7.129 Em relação a uma Escola, quatro testemunhas fizeram relatos detalhados de abuso sexual, incluindo todas as formas de estupro, por dois ou mais Irmãos, e, em uma ocasião, também por um residente mais velho. Uma testemunha da segunda Escola, na qual há vários relatos, descreveu ter sido estuprada por três Irmãos: “Fui levado para a enfermaria… eles me seguraram na cama, eram uns animais… Eles me penetraram, eu sangrei”. Outra testemunha relatou ter sofrido abuso duas vezes por semana por dois Irmãos nos banheiros perto do dormitório: “Um Irmão ficava vigiando enquanto o outro abusava de mim… [sexualmente]… então eles se revezavam. Todas as vezes acabava em espancamento. Quando contei ao padre na Confissão, ele me chamou de mentiroso. Nunca mais toquei no assunto. “Eu tinha de ir ao quarto dele… [do Irmão X]… sempre que ele queria. A gente apanhava se não fosse, e ele me fazia fazer aquilo [masturbá-lo]. Uma noite eu não [o masturbei]… e havia outro Irmão lá que me segurou, e eles me bateram com um taco de hurling e queimaram meus dedos… [mostra a cicatriz].”
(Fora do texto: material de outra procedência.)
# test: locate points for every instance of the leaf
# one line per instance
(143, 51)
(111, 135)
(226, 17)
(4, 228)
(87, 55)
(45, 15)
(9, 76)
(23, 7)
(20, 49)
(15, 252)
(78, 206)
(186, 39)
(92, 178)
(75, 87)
7.232 As testemunhas relataram ter medo especialmente à noite, quando ouviam os residentes gritando nos closets, dormitórios ou no quarto de um funcionário enquanto sofriam abuso. As testemunhas tinham consciência de que coabitantes que eles descrevem como órfãos tinham uma vida particularmente difícil: “Os órfãos se davam mal. Eu sabia… [quem eram]… pelo tamanho deles. Eu perguntava e eles diziam que vinham da instituição tal… Eles eram mais novos. Dava para ouvir os gritos no quarto onde o Irmão… X… abusava deles. “Uma noite, eu mal tinha chegado e vi um dos Irmãos na cama com um dos meninos mais novos… e eu ouvi o moleque gritando e chorando e o Irmão… X… me disse: ‘Se você não ficar na sua, vai ganhar a mesma coisa’. Eu ouvia crianças gritando e você sabia que elas estavam sofrendo abuso, e isso é um pesadelo na cabeça de qualquer um. Você vai tentar fugir… De jeito nenhum eu ia deixar isso acontecer comigo… eu me lembro de um menino que sangrava pelos fundilhos e eu tomei minha decisão, de jeito nenhum aquilo [estupro anal]… ia acontecer comigo… Aquilo ficava passando na minha mente.”

Esse é o tipo de abuso que a Igreja praticou e escondeu desde tempos imemoriais. Mesmo o relatório da cica declinou de revelar o nome dos padres criminosos. Fui despertado de meu sono inconsciente sobre esse assunto por relatos recentes na imprensa (Goodstein e Callender, 2010; Goodstein, 2010a, 2010b; Donadio, 2010a, 2010b; Waking e McKinley Jr., 2010), e especialmente pela eloquência de meus colegas Christopher Hitchens (2010a, 2010b, 2010c e 2010d) e Richard Dawkins (2010a, 2010b).